Bioengineering the transgene

pages: 465 and 479

Two studies in this issue use innovative transgene bioengineering approaches to enhance the therapeutic index of gene therapy vectors for hemophilia. In the first study, the authors increase the catalytic activity of the therapeutic protein; in the second study, the authors improve the stability of the expression products.

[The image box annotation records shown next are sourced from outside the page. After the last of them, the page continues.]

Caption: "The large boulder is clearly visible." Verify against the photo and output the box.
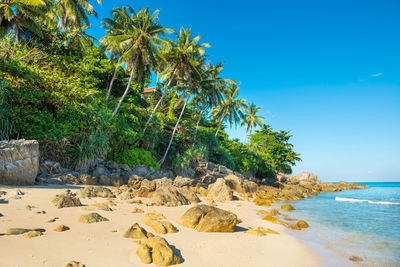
[150,185,190,207]
[136,236,183,266]
[178,205,238,232]
[0,139,39,185]
[51,189,82,209]
[207,178,233,202]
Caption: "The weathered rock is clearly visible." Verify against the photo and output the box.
[142,218,179,234]
[24,231,43,238]
[4,228,32,235]
[53,224,70,232]
[51,189,82,209]
[296,220,309,228]
[224,174,258,194]
[174,176,194,187]
[0,139,39,185]
[149,185,190,207]
[78,212,109,223]
[136,236,183,266]
[78,174,97,185]
[65,261,85,267]
[128,174,143,189]
[178,205,238,232]
[122,223,154,239]
[281,204,294,211]
[207,178,233,202]
[178,187,201,204]
[77,186,115,198]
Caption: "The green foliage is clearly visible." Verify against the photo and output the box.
[111,148,160,170]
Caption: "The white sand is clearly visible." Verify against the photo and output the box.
[0,186,321,267]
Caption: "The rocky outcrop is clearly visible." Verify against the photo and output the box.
[149,185,190,207]
[78,212,109,223]
[178,205,238,232]
[0,139,39,185]
[207,178,233,202]
[51,190,82,209]
[136,236,183,266]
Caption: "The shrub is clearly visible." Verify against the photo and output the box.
[111,148,160,170]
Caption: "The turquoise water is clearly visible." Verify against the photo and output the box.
[282,182,400,266]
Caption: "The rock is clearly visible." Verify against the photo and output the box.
[281,204,294,211]
[145,211,166,221]
[178,205,238,232]
[178,188,201,204]
[77,186,115,198]
[174,176,194,187]
[132,208,144,213]
[92,165,106,177]
[296,220,309,228]
[78,174,97,185]
[78,212,109,223]
[142,218,179,234]
[53,224,70,232]
[4,228,32,235]
[128,174,143,189]
[136,236,183,266]
[207,178,233,202]
[85,202,112,211]
[24,231,43,238]
[224,174,258,194]
[0,139,39,185]
[149,185,190,207]
[51,189,82,209]
[122,223,154,239]
[244,229,266,236]
[65,261,85,267]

Brunetti-Pierri and colleagues (pages 479–;485) build on previously published bioengineering modifications to generate a novel, catalytically enhanced factor IX (FIX) molecule for the treatment of hemophilia B. An FIX molecule with an alanine-to-arginine substitution at position 338, in addition to the epidermal growth factor (EGF)-1 domain of FVII in lieu of the endogenous FIX EGF-1 domain, was used in systemic gene transfer studies. Intravenous delivery of a helper-dependent adenovirus expressing the novel FIX transgene resulted in a 12.6-fold increase in specific activity in hemophilia B mice over a 44-week period. This improvement allows the use of a 10-fold lower vector dose than the wild-type molecule to achieve the same therapeutic effect. In another study, Dooriss and colleagues (pages 465–;478) employ a different approach for the bioengineering of FVIII for the treatment of hemophilia A. Specifically, they enhance the stability rather than the catalytic activity of the transgene product. Previous work has shown that deletion of the B domain from human fVIII (hfVIII) results in higher expression of the translation product. Studies have also shown that wild-type porcine fVIII (pfVIII) is expressed at significantly higher levels in vitro compared with hfVIII. Building on these observations, the authors generated a novel B domain-deleted pfVIII molecule. Using a lentiviral gene transfer system, the authors were able to demonstrate enhanced in vitro and in vivo expression of the B domain-deleted pfVIII compared with the wild-type pfVIII, hfVIII, and all variants of the B domain-deleted hfVIII molecule.